Il partito è nato nel 2020 durante la pandemia di Covid-19, dove ha acquisito notorietà grazie a dei video su YouTube in cui si diffondevano teorie complottiste sui vaccini e, più in generale, sull’intera gestione della pandemia da parte delle autorità di Tokyo. Più recentemente, ha costruito la sua piattaforma su un programma nazionalista basato sul principio «prima i giapponesi», non molto diverso dall’agenda politica di molti alti gruppi di estrema destra attualmente in crescita in molti altri Paesi del globo. Negli ultimi anni, un altro dei cardini dei programmi politici di Sanseito è stato quello legato all’immigrazione.
Il leader del gruppo, Sohei Kamiya, ha puntato molto su questo tema, mettendo continuamente in guardia contro «un’invasione silenziosa di stranieri» che a suo dire sarebbe in atto in Giappone, un Paese in procinto di diventare nient’altro che una «colonia». Una visione che, cavalcando l’onda lunga del tradizionale scetticismo della società nipponica verso gli stranieri residenti sulle isole giapponesi, mira a ricalcare quella già professata da partiti europei quali il tedesco AfD e l’inglese Reform UK di Nigel Farage. Kamiya, in tal senso, ha fatto più volte esplicito riferimento a questi gruppi come ad esempi «virtuosi» da emulare.
Il rapido ed esponenziale aumento di popolarità di Sanseito riflette, secondo gli analisti politici locali, il crescente disagio della popolazione nipponica nei confronti dell’immigrazione e del turismo di massa, questioni che il governo al potere ha cercato di affrontare anche tramite un nuovo comitato creato pochi giorni prima delle elezioni. Una risposta lanciata proprio per arginare la crescita di partiti come Sanseito ma non recepita positivamente da una parte della società giapponese che ha letto questa manovra come un mero tentativo di tamponare il problema in vista delle elezioni.
Per la coalizione al potere, ed in particolare per il Partito Liberal-Democratico, l’ascesa di Sanseito è un problema esistenziale. Gran parte della base elettorale del nuovo gruppo di estrema destra pesca infatti a piene mani tra i vecchi sostenitori dei liberl-democratici e in particolare tra quella frangia conservatrice rimasta legata alla retorica nazionalista del defunto ex-Primo ministro Shinzo Abe.
Per questa ampia fetta dell’elettorato conservatore le posizioni di Ishiba risultano fin troppo lontane da quelle tradizionali del partito e lo stesso Primo ministro è giudicato troppo poco carismatico e legato al passato da “grande potenza” del Giappone per poter gestire le difficili sfide geopolitiche che aspettano il Paese nel prossimo futuro.

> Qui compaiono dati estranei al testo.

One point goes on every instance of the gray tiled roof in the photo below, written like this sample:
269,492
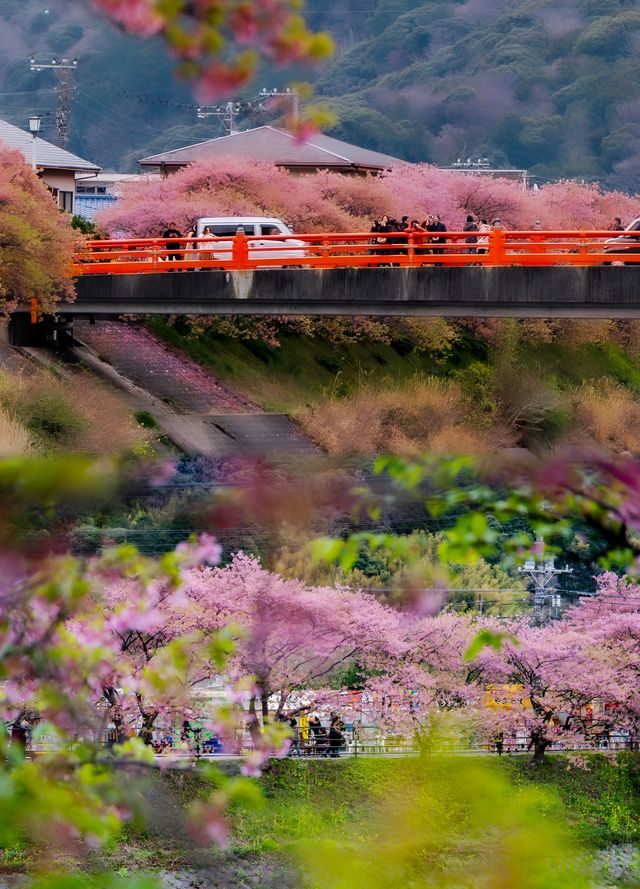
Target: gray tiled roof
47,155
280,147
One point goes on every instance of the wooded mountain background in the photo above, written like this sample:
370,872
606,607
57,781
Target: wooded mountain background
550,85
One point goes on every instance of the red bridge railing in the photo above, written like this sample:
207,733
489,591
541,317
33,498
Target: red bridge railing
328,251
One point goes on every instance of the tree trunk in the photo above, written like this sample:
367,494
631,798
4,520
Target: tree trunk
253,723
112,698
148,719
539,744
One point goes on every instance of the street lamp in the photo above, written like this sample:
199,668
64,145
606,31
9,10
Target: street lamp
34,129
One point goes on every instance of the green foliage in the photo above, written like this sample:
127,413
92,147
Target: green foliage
84,226
51,419
146,419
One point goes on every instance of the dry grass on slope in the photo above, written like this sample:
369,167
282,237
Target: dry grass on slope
14,438
609,414
427,414
76,413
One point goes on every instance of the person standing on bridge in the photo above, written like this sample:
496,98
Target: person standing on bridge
172,232
470,226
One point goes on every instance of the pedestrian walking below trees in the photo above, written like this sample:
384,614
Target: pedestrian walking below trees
470,226
172,232
320,740
336,736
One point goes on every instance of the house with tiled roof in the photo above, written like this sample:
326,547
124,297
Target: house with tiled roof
279,147
59,169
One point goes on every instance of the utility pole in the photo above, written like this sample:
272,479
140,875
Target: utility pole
226,114
64,69
542,573
292,94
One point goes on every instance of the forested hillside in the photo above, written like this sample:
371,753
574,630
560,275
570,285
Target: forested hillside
551,85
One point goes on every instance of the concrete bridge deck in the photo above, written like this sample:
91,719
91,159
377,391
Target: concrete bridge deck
463,291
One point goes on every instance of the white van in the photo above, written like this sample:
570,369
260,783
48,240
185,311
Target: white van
223,228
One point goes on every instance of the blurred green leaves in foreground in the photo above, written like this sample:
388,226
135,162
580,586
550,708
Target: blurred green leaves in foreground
452,823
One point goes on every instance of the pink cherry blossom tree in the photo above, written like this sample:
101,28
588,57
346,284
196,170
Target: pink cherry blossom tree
36,240
218,43
292,637
426,675
326,201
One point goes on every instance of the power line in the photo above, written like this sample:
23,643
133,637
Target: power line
64,70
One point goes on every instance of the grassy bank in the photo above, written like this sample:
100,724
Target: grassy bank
472,392
456,806
598,804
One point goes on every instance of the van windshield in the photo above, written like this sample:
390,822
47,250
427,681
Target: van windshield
228,231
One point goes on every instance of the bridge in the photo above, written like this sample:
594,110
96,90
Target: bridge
557,274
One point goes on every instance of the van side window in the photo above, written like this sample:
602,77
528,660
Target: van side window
229,231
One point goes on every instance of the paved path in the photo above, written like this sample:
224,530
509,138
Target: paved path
200,414
162,371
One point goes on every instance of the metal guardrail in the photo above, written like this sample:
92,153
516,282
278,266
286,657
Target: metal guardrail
357,250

Tutto ciò, unito ad un’efficace campagna elettorale che ha spinto molto sulle questioni economiche che più premono ad una parte della popolazione cittadina giapponese, ha fatto sì che Kamiya riuscisse a sottrarre una quota non indifferente di sostenitori ai rivali conservatori.
Se questo stato di cose sia un cambiamento destinato a continuare anche in futuro o sia piuttosto una virata a destra momentanea dovuta ad un voto di protesta è però ancora presto per dirlo. Ciò che è chiaro, in questa fase, è che lo scenario politico nipponico è un mutamento e che gli antichi equilibri di potere che hanno governato le isole giapponesi dal dopo guerra sono ormai incrinati.